With this agreement, one of the key tax issues that has caused disagreements between the ruling People Power Party (PPP) and the opposition KDP has now been resolved. The disagreements had earlier led to the failure to convene the plenary session for the National Assembly’s Strategy and Finance Committee.

South Korean crypto tax regime delayed for the third time

With the KDP now agreeing to the moratorium, the virtual asset tax regime will likely not go into effect until 2027. This aligns with the government’s desire, although it falls short of the ruling PPP’s request for a grace period of 3 years.

This latest delay means that the tax has been postponed three times since 2021 and will not be implemented for at least six years since it was first considered. In 2021, the government attempted to implement crypto taxes, but disagreements with opposition parties pushed the discussion until 2023.

The delays are a welcome development for crypto investors and highlight the South Korean government’s pro-crypto approach. The ruling party insisted on the delay because it believed that a quick implementation of crypto taxes could harm the country and force investors to flee.

South Korea is the leading country in crypto adoption in East Asia, ranking 19th globally in grassroots adoption, according to Chainalysis. It is also the largest in cryptocurrency value received, with $130 billion, and its transaction share continues to rise.

Other tax issues remain unresolved

Meanwhile, there are still pending issues that might delay the implementation of the tax amendments. The KPD chair, Rep. Lee Jae-Myung, said his party will oppose the government’s proposal to reduce the inheritance and gift tax rate to 40% while increasing child deduction for inheritance tax from 50 million won to 500 million won.

However, the KDP has agreed to several other amendments, including scrapping financial investment income tax. The government has sought to remove the tax on stock dividends for investors, but the KPD initially opposed the bill before eventually agreeing to it last month.

At the time, the KDP chair said he could not continue to ignore the 15 million investors who were against the tax, given the difficult stock market. The South Korean stock market and its currency have been among the worst performers this year. Only the Japanese yen performed worse than the Korean won among the 40 major economies.

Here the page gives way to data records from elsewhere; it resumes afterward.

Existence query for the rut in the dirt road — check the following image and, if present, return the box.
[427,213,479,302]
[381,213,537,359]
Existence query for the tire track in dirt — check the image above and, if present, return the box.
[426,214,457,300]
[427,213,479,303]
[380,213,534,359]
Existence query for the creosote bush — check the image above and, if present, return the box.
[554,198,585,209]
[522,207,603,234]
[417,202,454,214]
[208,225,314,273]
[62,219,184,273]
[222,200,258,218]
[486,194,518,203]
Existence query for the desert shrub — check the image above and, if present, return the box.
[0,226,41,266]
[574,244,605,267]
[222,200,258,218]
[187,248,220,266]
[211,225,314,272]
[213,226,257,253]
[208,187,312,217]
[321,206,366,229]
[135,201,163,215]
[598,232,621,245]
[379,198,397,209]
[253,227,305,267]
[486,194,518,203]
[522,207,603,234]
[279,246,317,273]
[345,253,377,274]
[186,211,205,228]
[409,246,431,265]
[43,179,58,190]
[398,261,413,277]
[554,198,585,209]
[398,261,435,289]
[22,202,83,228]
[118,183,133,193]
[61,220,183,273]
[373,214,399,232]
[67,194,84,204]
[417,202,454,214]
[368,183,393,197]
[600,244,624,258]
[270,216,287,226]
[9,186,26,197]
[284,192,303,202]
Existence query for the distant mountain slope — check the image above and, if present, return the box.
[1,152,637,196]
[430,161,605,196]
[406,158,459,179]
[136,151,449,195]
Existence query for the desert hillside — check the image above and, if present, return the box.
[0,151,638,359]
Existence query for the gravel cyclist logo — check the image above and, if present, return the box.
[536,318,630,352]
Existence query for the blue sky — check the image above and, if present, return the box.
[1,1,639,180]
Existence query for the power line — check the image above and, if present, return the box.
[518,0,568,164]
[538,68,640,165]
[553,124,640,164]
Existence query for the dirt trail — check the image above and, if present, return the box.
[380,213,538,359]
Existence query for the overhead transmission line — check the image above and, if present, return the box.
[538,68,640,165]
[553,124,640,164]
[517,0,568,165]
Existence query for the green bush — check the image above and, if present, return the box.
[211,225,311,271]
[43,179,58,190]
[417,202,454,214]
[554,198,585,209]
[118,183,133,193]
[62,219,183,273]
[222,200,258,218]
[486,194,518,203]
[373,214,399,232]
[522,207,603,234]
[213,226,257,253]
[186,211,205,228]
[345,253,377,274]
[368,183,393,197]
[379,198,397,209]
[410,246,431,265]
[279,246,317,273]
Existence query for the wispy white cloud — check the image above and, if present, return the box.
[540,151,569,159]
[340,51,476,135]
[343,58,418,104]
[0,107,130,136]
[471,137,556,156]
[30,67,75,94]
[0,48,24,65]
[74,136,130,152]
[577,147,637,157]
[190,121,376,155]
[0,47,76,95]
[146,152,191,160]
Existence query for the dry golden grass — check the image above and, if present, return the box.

Still, it remains to be seen whether the KDP’s proposal to increase the threshold for crypto capital gains tax from 2.5 million won ($1,800) to 50 million won ($36,000) will be retained.

The KDP proposed a time when it was opposing the moratorium and argued that implementing that effectively abolishes crypto tax because it only means that only the major investors and not the small low-income investors will pay taxes on their crypto gains.